Villar arrestato, accusa di appropriazione indebita e falsificazione di documenti

Tra i reati contestati ci sarebbe quello di appropriazione indebita e di falsificazione di documenti in relazione all'organizzazione di partite internazionali. Accuse dunque pesantissime per i vertici, per i quali si parla anche di sleale amministrazione e occultamento di beni possibili. A tal proposito la Guardia Civil è alle prese con ulteriori perquisizioni negli uffici della Federazione calcistica iberica, alla ricerca di altri documenti che potrebbero complicare la posizione dei dirigenti finiti in manette.

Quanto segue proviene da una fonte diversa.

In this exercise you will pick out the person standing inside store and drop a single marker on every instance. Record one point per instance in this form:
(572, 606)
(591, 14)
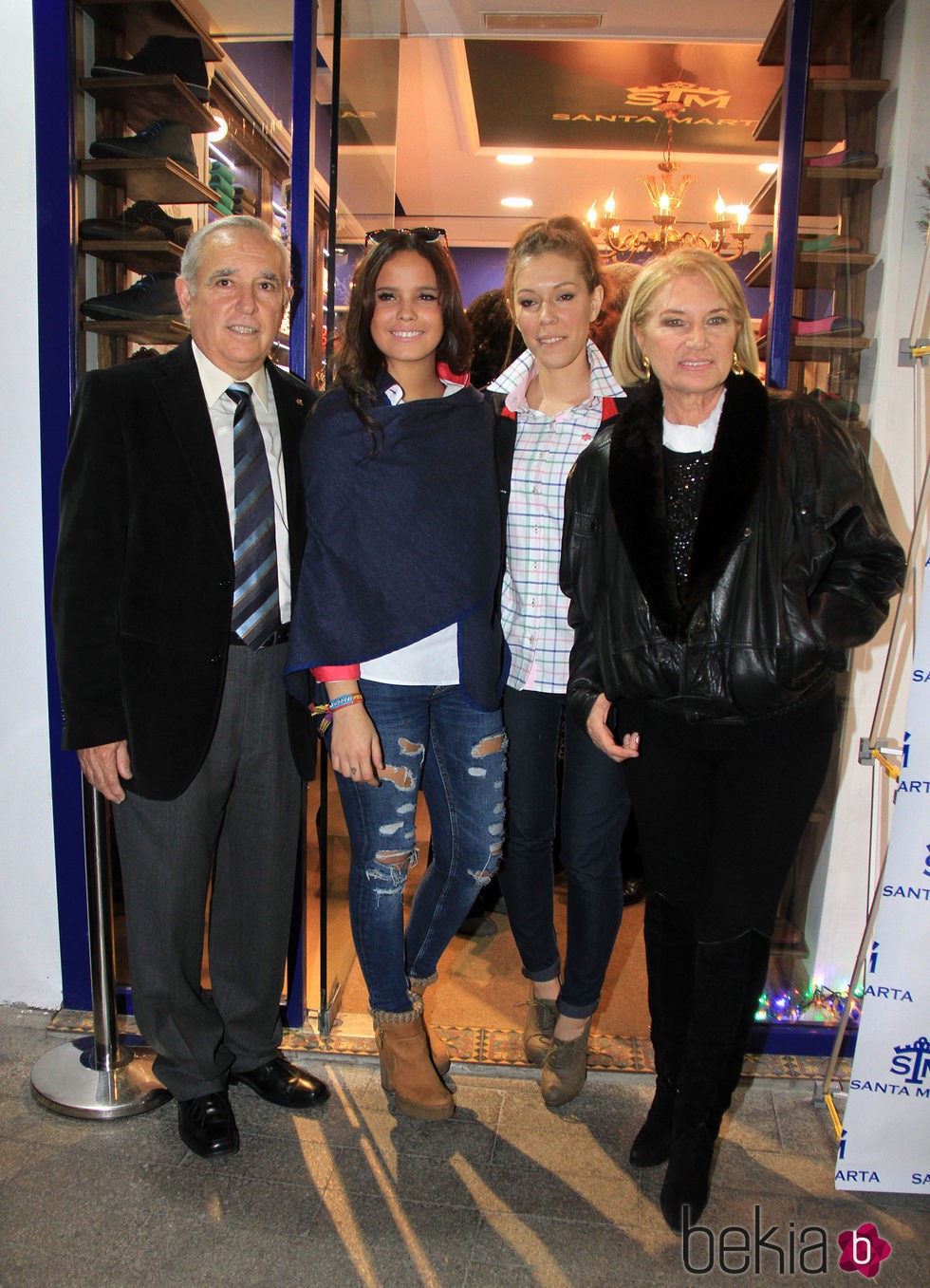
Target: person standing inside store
(180, 520)
(397, 619)
(724, 549)
(552, 401)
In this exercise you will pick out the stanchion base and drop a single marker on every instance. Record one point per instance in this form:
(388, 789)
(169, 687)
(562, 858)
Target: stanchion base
(65, 1082)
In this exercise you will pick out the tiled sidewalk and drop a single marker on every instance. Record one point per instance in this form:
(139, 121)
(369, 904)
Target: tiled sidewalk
(505, 1193)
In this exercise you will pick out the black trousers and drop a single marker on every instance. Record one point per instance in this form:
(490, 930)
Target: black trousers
(721, 808)
(237, 823)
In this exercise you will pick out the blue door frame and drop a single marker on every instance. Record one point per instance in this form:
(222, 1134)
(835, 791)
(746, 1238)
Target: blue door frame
(53, 24)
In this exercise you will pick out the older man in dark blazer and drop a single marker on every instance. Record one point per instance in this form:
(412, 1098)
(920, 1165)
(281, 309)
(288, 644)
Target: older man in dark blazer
(172, 608)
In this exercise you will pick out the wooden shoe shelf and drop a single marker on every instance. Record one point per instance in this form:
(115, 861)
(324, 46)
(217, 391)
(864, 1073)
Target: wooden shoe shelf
(129, 103)
(844, 90)
(843, 96)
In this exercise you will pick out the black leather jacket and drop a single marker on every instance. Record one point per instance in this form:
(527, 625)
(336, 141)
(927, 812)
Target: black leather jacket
(793, 562)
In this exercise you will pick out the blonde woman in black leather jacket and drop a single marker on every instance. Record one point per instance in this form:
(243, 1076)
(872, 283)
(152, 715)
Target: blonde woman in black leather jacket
(721, 552)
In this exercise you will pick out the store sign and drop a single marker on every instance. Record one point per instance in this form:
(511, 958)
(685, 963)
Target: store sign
(612, 94)
(885, 1141)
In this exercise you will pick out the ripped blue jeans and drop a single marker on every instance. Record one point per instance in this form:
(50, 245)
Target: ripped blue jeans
(432, 738)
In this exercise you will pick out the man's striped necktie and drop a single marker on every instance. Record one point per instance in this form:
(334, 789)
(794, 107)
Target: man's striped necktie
(255, 601)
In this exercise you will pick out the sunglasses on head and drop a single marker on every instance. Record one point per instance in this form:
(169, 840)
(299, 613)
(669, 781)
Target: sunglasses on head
(425, 234)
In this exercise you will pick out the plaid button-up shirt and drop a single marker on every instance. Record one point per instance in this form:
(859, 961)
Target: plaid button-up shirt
(533, 609)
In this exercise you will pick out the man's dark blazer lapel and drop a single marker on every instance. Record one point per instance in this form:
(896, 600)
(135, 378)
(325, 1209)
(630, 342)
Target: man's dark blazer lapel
(186, 415)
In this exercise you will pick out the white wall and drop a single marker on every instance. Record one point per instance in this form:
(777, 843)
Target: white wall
(840, 895)
(29, 962)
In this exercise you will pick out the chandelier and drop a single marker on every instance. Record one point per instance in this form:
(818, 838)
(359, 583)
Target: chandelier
(727, 237)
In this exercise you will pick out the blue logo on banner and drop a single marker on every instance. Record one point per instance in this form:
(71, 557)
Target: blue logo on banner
(912, 1061)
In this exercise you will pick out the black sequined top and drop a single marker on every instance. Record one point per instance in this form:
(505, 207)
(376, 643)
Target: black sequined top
(685, 476)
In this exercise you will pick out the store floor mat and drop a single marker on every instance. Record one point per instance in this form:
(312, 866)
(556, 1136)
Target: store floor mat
(352, 1036)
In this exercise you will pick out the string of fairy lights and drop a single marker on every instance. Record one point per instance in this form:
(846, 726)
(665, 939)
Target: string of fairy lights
(814, 1005)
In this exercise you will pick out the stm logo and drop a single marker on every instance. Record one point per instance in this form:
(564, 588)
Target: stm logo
(912, 1061)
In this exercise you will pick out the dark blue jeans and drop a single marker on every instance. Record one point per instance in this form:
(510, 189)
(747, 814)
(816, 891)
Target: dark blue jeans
(594, 809)
(432, 738)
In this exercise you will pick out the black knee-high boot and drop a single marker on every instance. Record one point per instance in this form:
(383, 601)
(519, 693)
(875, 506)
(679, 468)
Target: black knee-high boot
(670, 965)
(728, 977)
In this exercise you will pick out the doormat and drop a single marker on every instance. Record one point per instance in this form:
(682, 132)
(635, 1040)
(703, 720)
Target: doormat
(494, 1047)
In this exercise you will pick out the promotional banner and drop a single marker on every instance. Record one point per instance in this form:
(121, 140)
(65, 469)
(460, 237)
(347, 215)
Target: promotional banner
(885, 1143)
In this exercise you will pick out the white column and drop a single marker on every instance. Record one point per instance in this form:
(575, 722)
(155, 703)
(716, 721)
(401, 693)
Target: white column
(29, 962)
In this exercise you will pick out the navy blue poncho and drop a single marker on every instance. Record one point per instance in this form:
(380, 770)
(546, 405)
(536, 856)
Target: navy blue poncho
(400, 542)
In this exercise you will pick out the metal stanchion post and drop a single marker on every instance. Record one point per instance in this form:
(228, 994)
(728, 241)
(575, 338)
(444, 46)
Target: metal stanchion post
(98, 1077)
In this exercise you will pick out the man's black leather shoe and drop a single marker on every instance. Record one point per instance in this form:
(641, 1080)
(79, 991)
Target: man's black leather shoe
(282, 1083)
(206, 1125)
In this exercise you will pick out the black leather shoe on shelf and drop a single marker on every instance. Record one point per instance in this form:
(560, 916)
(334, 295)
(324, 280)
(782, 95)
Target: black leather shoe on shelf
(284, 1083)
(143, 219)
(162, 56)
(169, 140)
(206, 1125)
(152, 296)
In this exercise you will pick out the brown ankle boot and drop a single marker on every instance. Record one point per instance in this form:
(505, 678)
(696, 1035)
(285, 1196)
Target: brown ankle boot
(437, 1047)
(537, 1033)
(407, 1067)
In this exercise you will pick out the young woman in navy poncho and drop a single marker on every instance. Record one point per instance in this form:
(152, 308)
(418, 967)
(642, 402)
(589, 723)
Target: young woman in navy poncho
(397, 619)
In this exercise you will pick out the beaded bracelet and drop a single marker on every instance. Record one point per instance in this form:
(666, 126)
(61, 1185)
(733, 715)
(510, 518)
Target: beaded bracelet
(326, 709)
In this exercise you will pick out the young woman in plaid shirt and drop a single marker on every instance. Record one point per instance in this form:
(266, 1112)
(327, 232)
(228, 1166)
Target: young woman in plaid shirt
(552, 401)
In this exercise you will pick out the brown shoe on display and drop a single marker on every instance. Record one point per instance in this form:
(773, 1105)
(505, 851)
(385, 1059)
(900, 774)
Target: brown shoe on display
(537, 1035)
(565, 1069)
(407, 1067)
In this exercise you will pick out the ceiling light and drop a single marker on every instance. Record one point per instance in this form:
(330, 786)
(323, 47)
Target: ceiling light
(541, 21)
(222, 128)
(623, 245)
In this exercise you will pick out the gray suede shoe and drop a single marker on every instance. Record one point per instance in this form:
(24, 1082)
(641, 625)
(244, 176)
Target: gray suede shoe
(565, 1069)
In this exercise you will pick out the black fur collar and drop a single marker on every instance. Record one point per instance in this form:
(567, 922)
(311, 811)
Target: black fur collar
(638, 496)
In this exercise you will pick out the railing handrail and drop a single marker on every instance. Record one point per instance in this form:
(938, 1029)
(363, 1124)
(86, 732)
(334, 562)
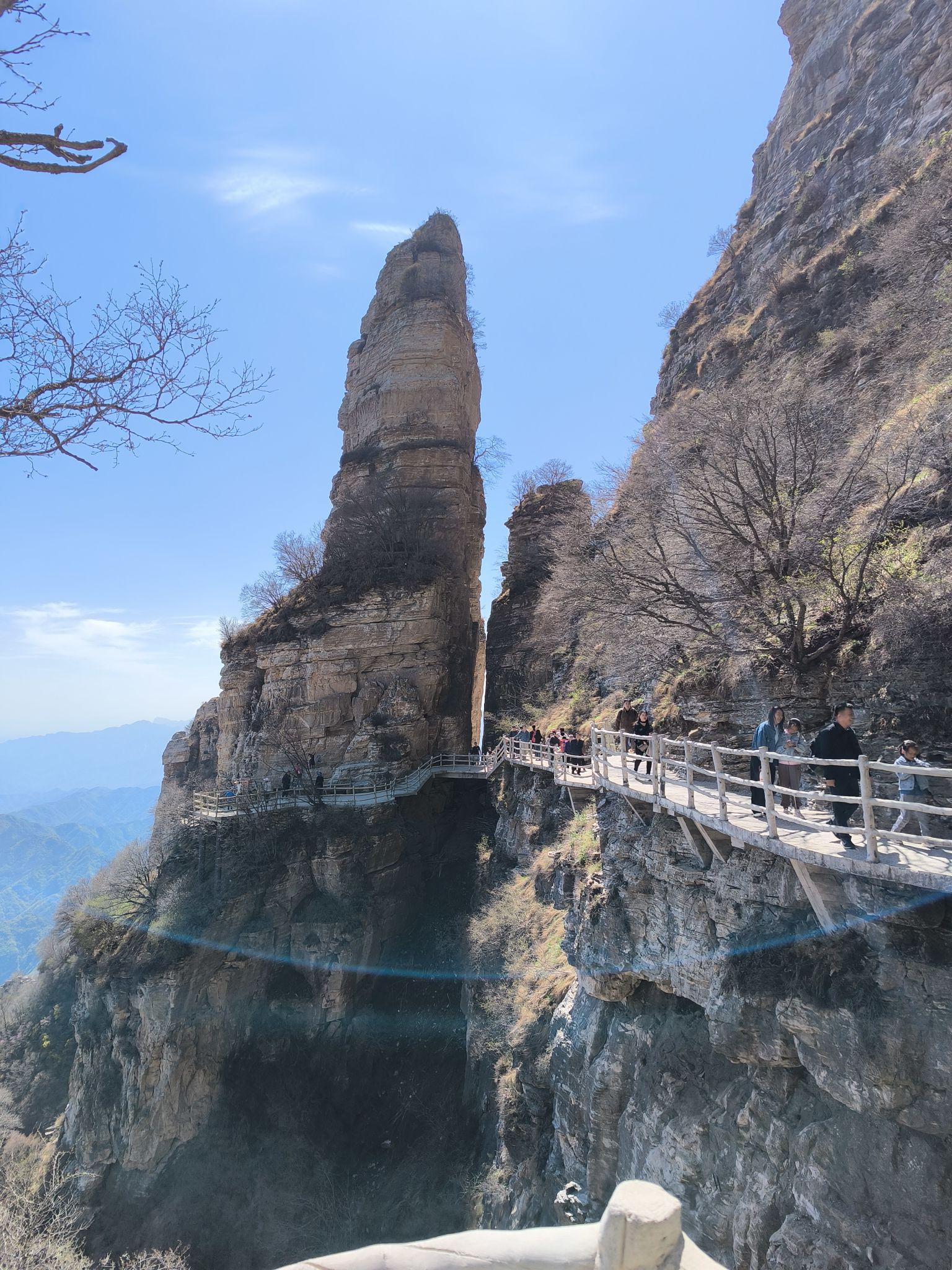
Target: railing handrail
(615, 763)
(808, 760)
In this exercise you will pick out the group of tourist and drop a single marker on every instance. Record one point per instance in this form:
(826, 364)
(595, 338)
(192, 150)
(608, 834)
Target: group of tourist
(558, 741)
(837, 741)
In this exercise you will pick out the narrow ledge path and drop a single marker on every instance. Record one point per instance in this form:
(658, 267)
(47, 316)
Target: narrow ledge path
(715, 801)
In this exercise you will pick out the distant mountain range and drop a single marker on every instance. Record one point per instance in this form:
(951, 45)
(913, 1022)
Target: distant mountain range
(68, 802)
(63, 761)
(47, 848)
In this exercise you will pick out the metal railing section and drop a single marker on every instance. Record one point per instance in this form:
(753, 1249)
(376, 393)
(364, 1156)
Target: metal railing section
(619, 757)
(669, 773)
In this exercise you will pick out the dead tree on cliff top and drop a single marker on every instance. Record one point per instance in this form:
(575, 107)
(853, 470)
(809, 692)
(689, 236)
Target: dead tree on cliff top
(144, 366)
(753, 527)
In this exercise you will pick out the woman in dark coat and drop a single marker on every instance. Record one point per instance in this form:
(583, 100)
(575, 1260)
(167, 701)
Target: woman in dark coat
(643, 727)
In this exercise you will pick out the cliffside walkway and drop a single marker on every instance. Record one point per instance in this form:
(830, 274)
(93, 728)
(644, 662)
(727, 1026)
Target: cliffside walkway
(702, 786)
(640, 1230)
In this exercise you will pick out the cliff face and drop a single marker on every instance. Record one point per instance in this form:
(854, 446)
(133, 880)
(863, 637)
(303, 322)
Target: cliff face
(271, 1052)
(528, 643)
(871, 84)
(372, 666)
(791, 1088)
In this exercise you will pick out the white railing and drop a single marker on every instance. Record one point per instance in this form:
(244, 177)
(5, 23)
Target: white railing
(690, 779)
(702, 765)
(640, 1230)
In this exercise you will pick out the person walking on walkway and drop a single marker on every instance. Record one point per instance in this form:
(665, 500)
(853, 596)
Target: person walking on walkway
(643, 727)
(625, 722)
(913, 788)
(792, 745)
(838, 741)
(770, 733)
(574, 750)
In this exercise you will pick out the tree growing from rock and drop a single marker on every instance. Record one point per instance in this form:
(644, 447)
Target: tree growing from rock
(552, 471)
(752, 527)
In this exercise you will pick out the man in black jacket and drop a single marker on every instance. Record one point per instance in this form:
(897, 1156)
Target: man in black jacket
(838, 741)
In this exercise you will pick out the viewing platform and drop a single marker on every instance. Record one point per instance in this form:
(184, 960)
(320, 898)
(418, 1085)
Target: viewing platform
(640, 1230)
(697, 783)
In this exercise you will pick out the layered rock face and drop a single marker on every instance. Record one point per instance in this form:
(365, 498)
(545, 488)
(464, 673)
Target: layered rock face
(282, 1021)
(374, 666)
(870, 87)
(527, 643)
(792, 1089)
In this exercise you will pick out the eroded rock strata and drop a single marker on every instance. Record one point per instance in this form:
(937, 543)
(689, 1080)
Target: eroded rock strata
(258, 1073)
(792, 1089)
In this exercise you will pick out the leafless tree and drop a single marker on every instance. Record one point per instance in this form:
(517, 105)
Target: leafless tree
(552, 471)
(385, 534)
(263, 595)
(491, 458)
(671, 313)
(19, 92)
(227, 629)
(133, 879)
(752, 527)
(145, 367)
(300, 556)
(723, 241)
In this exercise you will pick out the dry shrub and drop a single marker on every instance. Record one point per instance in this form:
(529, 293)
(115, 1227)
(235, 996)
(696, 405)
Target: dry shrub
(42, 1220)
(516, 943)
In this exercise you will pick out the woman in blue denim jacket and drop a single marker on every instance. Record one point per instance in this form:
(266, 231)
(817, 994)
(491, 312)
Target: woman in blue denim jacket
(769, 733)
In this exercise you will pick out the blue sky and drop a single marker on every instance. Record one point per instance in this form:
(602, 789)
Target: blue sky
(276, 153)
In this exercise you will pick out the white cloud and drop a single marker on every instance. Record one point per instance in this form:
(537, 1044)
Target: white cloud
(377, 229)
(61, 629)
(555, 180)
(75, 668)
(205, 633)
(267, 183)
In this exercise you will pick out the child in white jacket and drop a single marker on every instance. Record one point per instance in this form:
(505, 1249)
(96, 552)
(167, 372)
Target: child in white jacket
(792, 742)
(912, 788)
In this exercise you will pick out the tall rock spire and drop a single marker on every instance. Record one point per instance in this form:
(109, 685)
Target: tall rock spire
(374, 665)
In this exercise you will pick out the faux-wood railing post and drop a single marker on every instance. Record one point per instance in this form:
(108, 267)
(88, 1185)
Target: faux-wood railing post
(654, 748)
(769, 793)
(721, 785)
(868, 813)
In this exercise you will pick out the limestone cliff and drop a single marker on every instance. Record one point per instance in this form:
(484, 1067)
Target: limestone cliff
(372, 666)
(791, 1088)
(528, 643)
(270, 1049)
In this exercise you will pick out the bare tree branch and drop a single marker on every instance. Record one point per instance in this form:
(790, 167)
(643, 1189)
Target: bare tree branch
(18, 92)
(145, 366)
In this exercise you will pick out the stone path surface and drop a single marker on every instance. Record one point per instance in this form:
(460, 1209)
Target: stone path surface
(909, 861)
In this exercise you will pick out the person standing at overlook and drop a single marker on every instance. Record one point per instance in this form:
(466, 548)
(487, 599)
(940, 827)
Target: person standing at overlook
(770, 733)
(643, 727)
(625, 722)
(838, 741)
(913, 788)
(792, 746)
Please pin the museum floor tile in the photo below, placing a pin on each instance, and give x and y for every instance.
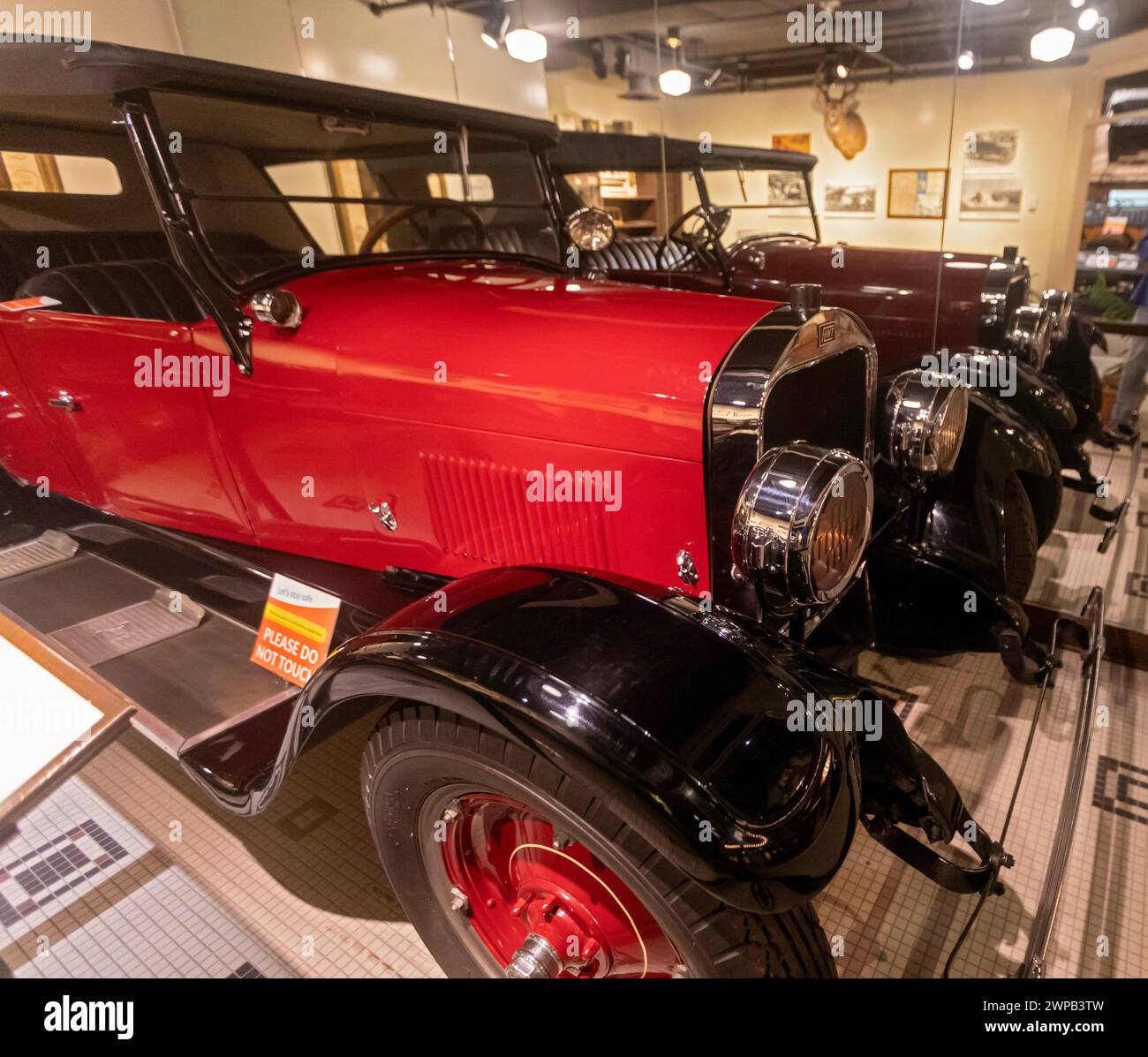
(127, 872)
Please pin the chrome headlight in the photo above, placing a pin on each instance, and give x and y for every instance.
(923, 422)
(1030, 334)
(590, 229)
(1060, 305)
(802, 524)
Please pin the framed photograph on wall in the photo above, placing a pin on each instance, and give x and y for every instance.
(792, 141)
(990, 152)
(991, 198)
(918, 194)
(850, 200)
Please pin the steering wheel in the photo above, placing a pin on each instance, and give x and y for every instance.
(386, 223)
(699, 232)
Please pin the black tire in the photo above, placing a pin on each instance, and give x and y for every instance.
(419, 753)
(1046, 494)
(1018, 542)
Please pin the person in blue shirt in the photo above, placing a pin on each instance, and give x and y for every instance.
(1132, 389)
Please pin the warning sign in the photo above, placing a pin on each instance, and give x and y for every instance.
(298, 623)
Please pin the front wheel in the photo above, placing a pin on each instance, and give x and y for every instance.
(509, 866)
(1020, 539)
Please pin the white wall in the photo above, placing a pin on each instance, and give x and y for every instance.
(910, 125)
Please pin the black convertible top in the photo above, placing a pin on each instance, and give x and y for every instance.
(595, 152)
(54, 84)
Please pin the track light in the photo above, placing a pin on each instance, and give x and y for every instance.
(598, 58)
(523, 42)
(494, 27)
(623, 58)
(1052, 44)
(676, 80)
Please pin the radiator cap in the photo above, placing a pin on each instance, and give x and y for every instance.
(804, 298)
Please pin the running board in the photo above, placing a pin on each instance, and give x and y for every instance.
(130, 628)
(46, 548)
(1087, 635)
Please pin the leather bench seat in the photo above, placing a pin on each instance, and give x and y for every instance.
(139, 290)
(24, 253)
(504, 238)
(641, 253)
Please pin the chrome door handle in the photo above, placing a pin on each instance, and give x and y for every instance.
(383, 513)
(64, 402)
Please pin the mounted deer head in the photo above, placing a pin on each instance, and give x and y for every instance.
(846, 130)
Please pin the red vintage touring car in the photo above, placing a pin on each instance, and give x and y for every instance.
(596, 545)
(745, 236)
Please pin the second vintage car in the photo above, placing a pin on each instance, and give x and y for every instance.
(752, 230)
(586, 535)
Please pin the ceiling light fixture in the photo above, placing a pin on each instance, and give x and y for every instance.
(676, 80)
(1052, 45)
(494, 27)
(523, 42)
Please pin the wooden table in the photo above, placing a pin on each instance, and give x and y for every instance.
(54, 717)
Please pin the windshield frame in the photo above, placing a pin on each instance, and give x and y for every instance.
(201, 265)
(705, 198)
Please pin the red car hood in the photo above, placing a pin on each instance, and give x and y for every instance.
(502, 347)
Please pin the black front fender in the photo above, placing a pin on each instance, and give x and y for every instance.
(680, 716)
(1000, 440)
(1015, 386)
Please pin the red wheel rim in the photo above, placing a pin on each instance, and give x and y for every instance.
(515, 876)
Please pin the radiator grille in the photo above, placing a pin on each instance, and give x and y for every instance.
(479, 510)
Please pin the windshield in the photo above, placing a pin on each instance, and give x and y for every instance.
(272, 186)
(764, 201)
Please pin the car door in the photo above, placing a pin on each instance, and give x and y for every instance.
(283, 435)
(27, 444)
(127, 405)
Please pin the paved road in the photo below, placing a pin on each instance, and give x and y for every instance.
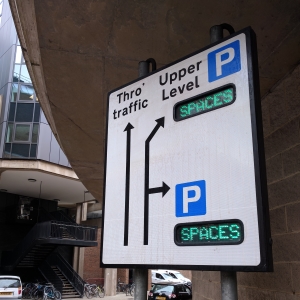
(120, 296)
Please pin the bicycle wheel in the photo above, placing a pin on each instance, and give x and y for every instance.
(101, 292)
(57, 295)
(88, 293)
(132, 291)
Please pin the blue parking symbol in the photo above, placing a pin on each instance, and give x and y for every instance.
(224, 61)
(190, 198)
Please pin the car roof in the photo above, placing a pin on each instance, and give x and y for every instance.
(10, 276)
(170, 283)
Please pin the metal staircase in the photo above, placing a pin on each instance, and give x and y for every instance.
(38, 251)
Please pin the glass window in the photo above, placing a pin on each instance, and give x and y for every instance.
(37, 113)
(33, 150)
(24, 112)
(24, 76)
(20, 150)
(14, 92)
(10, 131)
(16, 73)
(12, 108)
(18, 55)
(22, 133)
(7, 150)
(35, 131)
(26, 92)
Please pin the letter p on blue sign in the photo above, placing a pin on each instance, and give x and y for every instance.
(190, 199)
(224, 61)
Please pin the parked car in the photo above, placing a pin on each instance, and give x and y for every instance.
(10, 287)
(178, 275)
(162, 277)
(170, 291)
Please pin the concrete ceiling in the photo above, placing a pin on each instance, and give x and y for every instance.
(67, 191)
(77, 51)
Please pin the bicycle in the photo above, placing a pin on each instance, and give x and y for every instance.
(121, 287)
(132, 288)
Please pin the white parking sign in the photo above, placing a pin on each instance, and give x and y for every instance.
(184, 176)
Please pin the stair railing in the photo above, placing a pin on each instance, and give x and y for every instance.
(40, 230)
(46, 230)
(55, 259)
(51, 276)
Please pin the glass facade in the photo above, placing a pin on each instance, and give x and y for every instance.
(23, 115)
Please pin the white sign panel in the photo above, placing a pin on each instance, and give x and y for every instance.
(182, 183)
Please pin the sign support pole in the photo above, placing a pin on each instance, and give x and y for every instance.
(228, 279)
(141, 275)
(229, 285)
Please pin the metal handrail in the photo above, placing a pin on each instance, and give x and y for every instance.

Villar vicepresidente di Uefa e FIFA

Villar è alla guida della Rfef da ben 29 anni, e dal 2000 ricopre anche la carica di vicepresidente della FIFA e di vicepresidente dell'Uefa (dal 1992), di cui è stato anche presidente ad interim dall'ottobre 2015 al settembre 2016. Nel passato del dirigente classe 1950, anche una carriera da calciatore in cui ha militato nel Galdakao (1968-1969), nel Getxo (1969-1970) e nell'Athletic Bilbao (1970-1981). Con i baschi ha vinto una Coppa del Re nel 1973.

Mourinho e l'attacco al presidente della Federcalcio

Nel 2011 il nome di Villar fu tirato in ballo anche da José Mourinho. L'occasione fu l'ormai celebre conferenza stampa  dei tanti "por qué" dell'allora allenatore del Real, dopo un ko contro il Barcellona di Guardiola. Lo Special One si chiedeva il perché del potere dei catalani, del suo acerrimo rivale alla guida dei blaugrana e anche di Villar, eletto proprio alla guida del calcio spagnolo grazie all'intercessione della società catalana.